3D Printed Knee Meniscus Created by Doctors from CUMC

If you are a sports enthusiast or at least watch sports live from time to time, you probably know that one of the most common types of injuries among sportsmen is knee injury. Those who do sports, as well as the elderly, are predisposed to knee problems either due to injuries or because of aging and arthritis. In most cases it’s the meniscus and the kneecap that suffer most. The meniscus is gristle in the crescent shape, which covers the knee joint. To speak more precisely there are 2 menisci. The common treatment for the meniscus is repairing small parts. To repair the larger parts doctors have to remove the meniscus, so the joint is left vulnerable. Transplanting tissue is hardly successful, so there’s great need in a better treatment.

Nowadays researchers from Columbia University Medical Center, New York, have come up with a new way of treating menisci – 3D printed implants. Jeremy Mao, DDS, PhD the Edwin S. Robinson Professor of Dentistry (in Orthopedic Surgery) is the leader of the research team. He explained the failures of the current methods of treating meniscal injuries. As he explained, these days there is little that surgeons can do to repair the knee meniscus. The new method allows surgeons totally replace the tissue.

On December, 9, the team published a paper in Science Translational Medicine, in which they described the process they had successfully tested on sheep. The first step is MRI scans of the undamaged meniscus of the patient. The scans are later converted into a 3D image of the knee. The information from the 3D image will у used to produce a 3D printed scaffolding, which is the exact copy of the healthy meniscus. It will take you about 30 minutes to have the healthy meniscus printed using polycaprolactone – a material, which is a biodegradable polymer.

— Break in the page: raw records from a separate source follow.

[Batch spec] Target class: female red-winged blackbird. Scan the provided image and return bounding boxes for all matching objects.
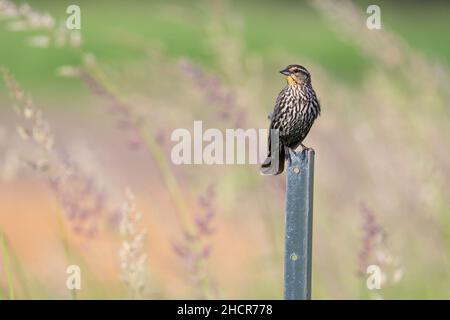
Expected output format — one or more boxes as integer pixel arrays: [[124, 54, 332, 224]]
[[261, 64, 320, 175]]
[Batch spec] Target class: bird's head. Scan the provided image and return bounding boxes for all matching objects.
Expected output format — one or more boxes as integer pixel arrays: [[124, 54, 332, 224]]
[[280, 64, 311, 85]]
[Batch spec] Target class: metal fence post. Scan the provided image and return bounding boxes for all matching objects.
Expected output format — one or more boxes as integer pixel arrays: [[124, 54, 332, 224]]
[[284, 149, 314, 300]]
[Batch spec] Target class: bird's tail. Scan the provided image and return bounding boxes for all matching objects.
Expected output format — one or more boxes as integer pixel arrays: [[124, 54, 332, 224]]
[[260, 130, 285, 176]]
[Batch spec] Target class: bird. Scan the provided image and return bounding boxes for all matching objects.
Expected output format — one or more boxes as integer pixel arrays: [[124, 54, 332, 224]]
[[260, 64, 320, 175]]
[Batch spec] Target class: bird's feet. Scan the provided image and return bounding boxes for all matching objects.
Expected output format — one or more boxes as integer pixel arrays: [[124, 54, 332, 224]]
[[284, 146, 292, 165]]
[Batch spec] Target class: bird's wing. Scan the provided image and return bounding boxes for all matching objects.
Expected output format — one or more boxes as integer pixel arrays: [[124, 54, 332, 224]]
[[270, 87, 288, 129]]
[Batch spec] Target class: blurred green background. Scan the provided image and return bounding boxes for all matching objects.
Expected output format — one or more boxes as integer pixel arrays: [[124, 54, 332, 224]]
[[0, 0, 450, 299]]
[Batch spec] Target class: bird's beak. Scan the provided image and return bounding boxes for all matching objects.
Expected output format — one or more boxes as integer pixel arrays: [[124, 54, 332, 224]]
[[280, 69, 291, 76]]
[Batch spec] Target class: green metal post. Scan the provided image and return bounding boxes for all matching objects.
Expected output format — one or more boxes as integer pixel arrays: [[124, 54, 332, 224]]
[[284, 149, 314, 300]]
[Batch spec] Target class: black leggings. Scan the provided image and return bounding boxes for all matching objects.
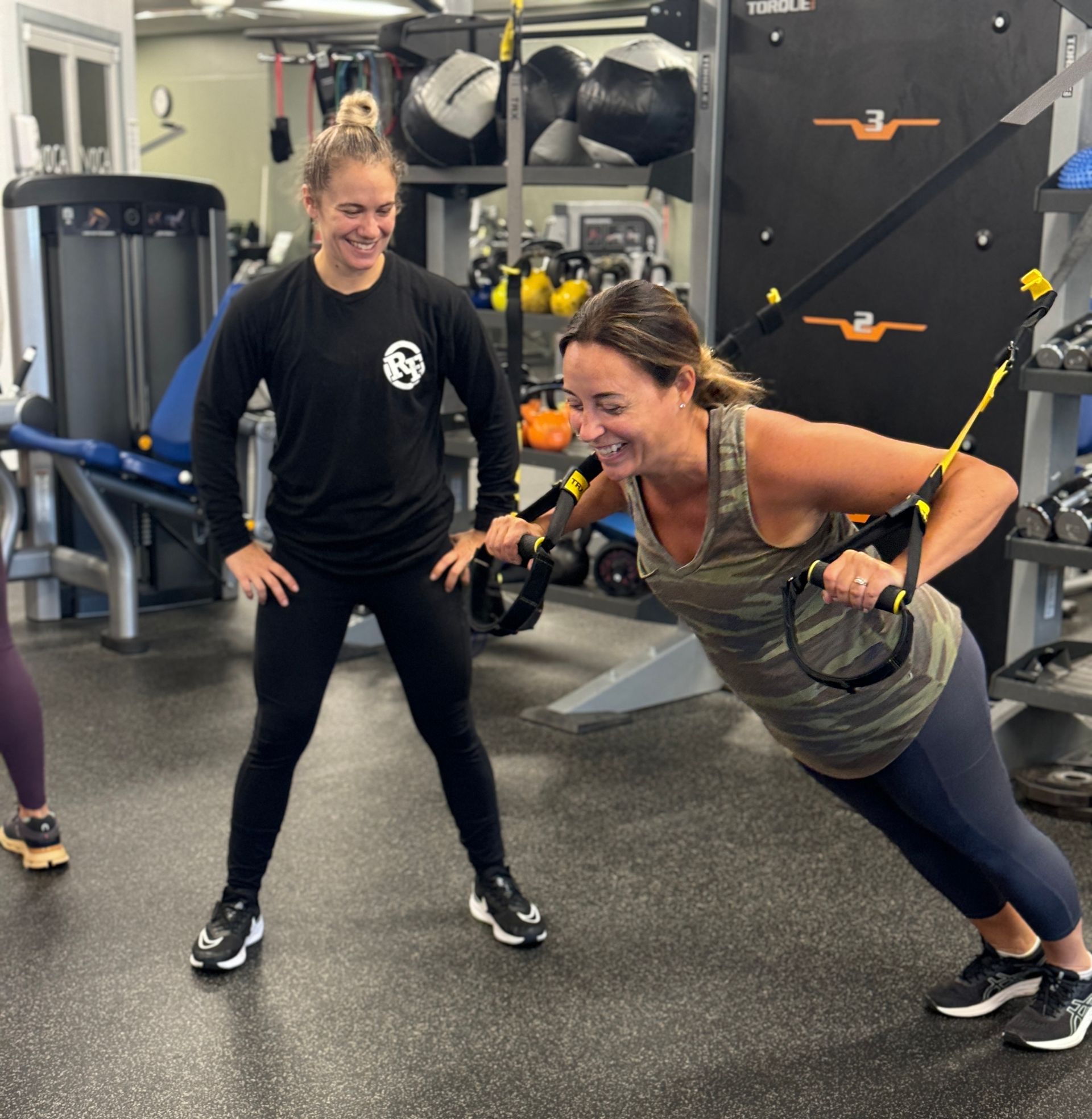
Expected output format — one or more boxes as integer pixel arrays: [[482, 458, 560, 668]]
[[0, 560, 46, 808], [804, 626, 1081, 940], [225, 553, 504, 899]]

However, that’s not the whole process. To make sure that the meniscus will make a good form from the scaffolding as soon as it is implanted, scientists infuse the CTGF and TGFβ3- connective growth factor and transforming growth factor β3 respectively – into the scaffolding, both of which being recombinant proteins. In the accomplishment of precise tissue engineering both proteins are released in a particular order in certain areas of the scaffolding. The team from Columbia University estimated that such a system of subsequent delivery draws stem cells that are already in the body of the patient and stimulate them to generate meniscal tissue.

The scaffolding can be interposed into a knee during a common surgery and regeneration of the 3D printed meniscus will take from four to six weeks. In the end the scaffolding dissolves and the body gets rid of it. As a rule, all the work happens in the lab when stem cells are removed from the body. But with this new method all the interactions happen inside the human body.

Regenerated sheep meniscus tissue after implantation with 3-D printed scaffold containing growth factors (right) compared with control (left). (Credit: Lab of Dr. Jeremy Mao)

The co-author of the 3D printed meniscus project and a sports medicine orthopedic surgeon Scott Rodeo MD hopes that their new method will be widely used with so many patients who need meniscus removal. Up until now the procedure has been tested on the sheep, whose knees are very close the humans’. At this stage of research scientists check the endurance of the tissue. They are very optimistic about it and hope that when it is approved and they are allowed to use it on the humans, you will be able to get your own 3D printed scaffolding in a couple of days.